Another difference between a will and a trust is that a will passes through probate.  That means a court oversees the administration of the will and ensures the will is valid and the property gets distributed the way the deceased wanted.

A will covers any property that is only in your name when you die.  It does not cover property held in joint tenancy or in a trust.  In contrast to a will, a trust covers only property that has been transferred to the trust.  For property to be included in a trust, it must be put in the name of the trust.

By contrast, a trust can be used to begin distributing property before death, at death or afterwards.  A trust is a legal arrangement through which one person (or an institution, such as a bank or law firm), called a “trustee,” holds legal title to property for another person, called a “beneficiary.”

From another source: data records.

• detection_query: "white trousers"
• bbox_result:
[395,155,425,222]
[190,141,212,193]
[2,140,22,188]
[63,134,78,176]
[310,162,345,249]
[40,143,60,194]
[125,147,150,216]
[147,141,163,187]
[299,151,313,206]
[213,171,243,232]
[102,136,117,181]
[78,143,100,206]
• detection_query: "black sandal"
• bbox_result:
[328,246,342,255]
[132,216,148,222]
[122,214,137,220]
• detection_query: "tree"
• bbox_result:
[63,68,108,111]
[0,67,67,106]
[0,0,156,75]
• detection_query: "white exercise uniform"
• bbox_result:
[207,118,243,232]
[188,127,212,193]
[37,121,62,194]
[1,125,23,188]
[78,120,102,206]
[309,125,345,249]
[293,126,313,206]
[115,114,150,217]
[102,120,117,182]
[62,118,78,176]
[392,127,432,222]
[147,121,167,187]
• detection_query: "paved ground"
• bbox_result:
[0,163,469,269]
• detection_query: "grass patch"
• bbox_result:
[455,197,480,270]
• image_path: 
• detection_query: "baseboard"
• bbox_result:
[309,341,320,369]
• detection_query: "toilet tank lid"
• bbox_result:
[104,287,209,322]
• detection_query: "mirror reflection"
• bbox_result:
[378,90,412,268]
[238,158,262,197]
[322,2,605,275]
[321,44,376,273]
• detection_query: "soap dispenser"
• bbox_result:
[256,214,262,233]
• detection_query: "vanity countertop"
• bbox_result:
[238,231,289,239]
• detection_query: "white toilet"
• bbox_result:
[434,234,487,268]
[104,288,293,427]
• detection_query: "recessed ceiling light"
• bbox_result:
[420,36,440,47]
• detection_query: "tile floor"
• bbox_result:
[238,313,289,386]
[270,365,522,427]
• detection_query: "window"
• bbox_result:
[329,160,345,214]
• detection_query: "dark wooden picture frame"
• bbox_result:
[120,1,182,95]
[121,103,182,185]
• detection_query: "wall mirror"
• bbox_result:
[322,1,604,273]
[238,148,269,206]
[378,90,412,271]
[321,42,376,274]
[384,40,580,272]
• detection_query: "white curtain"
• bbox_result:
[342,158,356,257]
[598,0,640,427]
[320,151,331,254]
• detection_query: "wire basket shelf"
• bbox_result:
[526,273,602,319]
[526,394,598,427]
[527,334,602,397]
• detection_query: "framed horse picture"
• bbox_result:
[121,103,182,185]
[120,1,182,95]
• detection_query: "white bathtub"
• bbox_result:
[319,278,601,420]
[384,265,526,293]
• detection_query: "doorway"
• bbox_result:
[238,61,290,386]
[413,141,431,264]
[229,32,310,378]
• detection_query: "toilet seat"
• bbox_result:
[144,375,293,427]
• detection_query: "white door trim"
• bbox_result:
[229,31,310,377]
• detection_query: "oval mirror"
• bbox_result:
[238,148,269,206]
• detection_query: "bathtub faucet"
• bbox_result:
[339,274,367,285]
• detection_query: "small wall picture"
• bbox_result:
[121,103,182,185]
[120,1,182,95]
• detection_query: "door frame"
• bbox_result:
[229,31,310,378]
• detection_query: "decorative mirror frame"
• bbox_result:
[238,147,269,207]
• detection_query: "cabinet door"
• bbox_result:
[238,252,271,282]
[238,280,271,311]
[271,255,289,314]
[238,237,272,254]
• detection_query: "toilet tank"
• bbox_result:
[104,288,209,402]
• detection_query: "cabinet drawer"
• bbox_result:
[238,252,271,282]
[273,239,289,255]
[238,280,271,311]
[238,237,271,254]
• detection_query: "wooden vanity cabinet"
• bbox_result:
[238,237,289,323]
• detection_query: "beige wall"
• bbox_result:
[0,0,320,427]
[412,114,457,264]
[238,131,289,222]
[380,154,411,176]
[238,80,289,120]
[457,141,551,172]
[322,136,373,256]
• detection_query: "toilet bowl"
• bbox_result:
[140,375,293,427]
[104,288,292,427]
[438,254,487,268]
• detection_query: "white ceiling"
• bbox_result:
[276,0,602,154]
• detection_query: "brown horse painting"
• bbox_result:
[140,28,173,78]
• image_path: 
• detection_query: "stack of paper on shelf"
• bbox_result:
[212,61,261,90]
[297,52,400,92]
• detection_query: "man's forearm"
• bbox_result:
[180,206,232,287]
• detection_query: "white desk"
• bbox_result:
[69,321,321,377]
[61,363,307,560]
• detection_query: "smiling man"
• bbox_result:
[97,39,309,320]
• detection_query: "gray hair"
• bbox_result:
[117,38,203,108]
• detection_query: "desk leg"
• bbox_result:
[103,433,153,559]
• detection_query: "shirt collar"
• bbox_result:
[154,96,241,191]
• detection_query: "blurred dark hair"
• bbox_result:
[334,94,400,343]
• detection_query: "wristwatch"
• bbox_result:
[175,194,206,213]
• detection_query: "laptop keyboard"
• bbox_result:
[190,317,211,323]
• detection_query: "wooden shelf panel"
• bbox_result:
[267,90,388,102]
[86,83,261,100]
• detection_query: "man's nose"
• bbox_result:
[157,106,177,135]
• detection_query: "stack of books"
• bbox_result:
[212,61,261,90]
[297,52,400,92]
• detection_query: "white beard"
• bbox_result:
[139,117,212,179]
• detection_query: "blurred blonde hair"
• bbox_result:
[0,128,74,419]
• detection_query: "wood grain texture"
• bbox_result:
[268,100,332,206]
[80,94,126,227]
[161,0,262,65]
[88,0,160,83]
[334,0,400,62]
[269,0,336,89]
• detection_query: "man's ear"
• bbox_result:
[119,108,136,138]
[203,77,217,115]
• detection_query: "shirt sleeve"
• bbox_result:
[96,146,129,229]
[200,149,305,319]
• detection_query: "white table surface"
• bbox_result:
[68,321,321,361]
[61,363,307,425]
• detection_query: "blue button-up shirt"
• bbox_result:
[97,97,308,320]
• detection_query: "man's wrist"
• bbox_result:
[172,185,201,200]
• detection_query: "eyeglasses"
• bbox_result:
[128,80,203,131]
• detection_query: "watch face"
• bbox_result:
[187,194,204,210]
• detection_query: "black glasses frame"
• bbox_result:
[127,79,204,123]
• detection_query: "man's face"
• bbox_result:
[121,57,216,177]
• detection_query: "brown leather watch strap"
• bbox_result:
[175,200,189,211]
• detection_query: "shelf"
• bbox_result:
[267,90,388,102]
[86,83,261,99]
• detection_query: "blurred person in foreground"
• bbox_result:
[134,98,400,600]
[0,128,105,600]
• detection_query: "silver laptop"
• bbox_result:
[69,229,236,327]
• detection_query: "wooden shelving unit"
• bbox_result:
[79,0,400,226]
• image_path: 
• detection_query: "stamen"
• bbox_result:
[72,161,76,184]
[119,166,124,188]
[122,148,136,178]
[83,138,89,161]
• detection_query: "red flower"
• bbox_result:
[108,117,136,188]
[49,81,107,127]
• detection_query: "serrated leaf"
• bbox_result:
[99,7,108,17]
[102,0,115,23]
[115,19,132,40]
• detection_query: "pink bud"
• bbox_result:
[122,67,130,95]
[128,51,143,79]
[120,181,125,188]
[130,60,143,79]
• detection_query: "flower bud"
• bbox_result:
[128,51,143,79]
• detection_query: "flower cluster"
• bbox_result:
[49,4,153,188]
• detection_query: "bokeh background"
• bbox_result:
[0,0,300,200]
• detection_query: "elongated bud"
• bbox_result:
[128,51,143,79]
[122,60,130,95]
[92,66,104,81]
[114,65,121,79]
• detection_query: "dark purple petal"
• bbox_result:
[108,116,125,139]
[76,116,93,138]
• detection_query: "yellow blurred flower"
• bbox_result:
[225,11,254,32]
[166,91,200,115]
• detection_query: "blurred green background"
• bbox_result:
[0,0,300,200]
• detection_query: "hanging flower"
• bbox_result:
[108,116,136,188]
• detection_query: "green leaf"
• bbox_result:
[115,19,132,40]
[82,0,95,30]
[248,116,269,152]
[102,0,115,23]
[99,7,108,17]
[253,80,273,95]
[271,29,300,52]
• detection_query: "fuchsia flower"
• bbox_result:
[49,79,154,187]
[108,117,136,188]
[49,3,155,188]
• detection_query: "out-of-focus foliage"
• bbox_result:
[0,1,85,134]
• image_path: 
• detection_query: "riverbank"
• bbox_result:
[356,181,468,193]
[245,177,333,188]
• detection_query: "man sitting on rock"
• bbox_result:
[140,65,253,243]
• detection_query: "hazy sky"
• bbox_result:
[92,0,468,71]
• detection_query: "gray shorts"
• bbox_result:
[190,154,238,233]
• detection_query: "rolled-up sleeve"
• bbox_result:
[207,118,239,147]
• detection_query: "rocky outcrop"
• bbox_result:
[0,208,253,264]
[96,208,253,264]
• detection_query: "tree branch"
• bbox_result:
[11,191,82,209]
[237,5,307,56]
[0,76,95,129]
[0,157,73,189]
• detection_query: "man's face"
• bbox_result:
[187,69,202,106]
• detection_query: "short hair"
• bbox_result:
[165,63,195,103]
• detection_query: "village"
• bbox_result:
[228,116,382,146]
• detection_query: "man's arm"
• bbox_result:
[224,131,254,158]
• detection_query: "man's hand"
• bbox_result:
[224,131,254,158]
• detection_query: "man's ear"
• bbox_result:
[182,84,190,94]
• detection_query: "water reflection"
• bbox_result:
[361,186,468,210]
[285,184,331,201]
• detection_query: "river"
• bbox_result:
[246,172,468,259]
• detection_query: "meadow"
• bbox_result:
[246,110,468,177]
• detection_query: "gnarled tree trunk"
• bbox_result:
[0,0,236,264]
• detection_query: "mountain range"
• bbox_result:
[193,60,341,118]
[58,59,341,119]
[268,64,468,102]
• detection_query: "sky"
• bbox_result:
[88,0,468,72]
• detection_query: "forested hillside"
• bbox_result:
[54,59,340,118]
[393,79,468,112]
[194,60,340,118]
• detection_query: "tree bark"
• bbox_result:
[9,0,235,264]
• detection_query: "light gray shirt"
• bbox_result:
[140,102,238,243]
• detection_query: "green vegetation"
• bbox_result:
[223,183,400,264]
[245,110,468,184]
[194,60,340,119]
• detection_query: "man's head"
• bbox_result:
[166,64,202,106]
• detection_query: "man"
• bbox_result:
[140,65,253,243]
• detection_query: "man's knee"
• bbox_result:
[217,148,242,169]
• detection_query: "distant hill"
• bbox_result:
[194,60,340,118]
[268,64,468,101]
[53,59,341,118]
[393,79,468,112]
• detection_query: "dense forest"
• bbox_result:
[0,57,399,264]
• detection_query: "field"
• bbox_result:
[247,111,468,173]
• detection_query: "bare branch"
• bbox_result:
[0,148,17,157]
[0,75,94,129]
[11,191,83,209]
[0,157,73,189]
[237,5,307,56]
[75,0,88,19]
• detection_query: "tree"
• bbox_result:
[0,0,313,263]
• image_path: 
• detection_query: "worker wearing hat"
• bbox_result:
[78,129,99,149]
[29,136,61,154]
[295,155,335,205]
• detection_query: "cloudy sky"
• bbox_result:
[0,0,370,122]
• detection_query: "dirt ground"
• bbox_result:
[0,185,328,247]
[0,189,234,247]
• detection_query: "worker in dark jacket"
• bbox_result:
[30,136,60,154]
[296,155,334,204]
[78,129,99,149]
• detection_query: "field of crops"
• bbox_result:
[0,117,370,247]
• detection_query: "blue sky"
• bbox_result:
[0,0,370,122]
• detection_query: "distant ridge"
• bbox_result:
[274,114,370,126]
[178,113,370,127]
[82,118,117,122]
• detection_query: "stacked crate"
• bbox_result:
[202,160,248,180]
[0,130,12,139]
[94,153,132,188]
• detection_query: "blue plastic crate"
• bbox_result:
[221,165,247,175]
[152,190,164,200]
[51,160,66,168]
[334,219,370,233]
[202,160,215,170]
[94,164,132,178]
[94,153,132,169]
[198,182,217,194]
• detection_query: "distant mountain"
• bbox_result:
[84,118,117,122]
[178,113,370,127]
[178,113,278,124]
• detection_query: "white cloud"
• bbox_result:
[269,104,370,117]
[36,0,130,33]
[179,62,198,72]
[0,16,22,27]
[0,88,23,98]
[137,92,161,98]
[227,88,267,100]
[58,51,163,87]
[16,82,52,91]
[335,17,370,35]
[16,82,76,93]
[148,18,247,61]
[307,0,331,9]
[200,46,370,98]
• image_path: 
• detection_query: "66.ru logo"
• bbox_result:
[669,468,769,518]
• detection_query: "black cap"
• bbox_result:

A trust passes outside of probate, so a court does not need to oversee the process, which can save time and money, particularly on taxes.  Unlike a will, which becomes part of the public record, a trust can remain private.



Estate planning attorneys are specially educated and trained to draft wills in accordance with state laws, to which they will be subject.  Given the amount of advertising from companies offering do-it-yourself wills, many people wonder whether it is necessary to hire an attorney.  For some families, a do-it-yourself will may suffice, but for most people an attorney should be consulted.  Whether hiring an attorney is the right approach to creating a will depends on several factors such as amount of assets, business ownership, medical matters, or whether children are involved.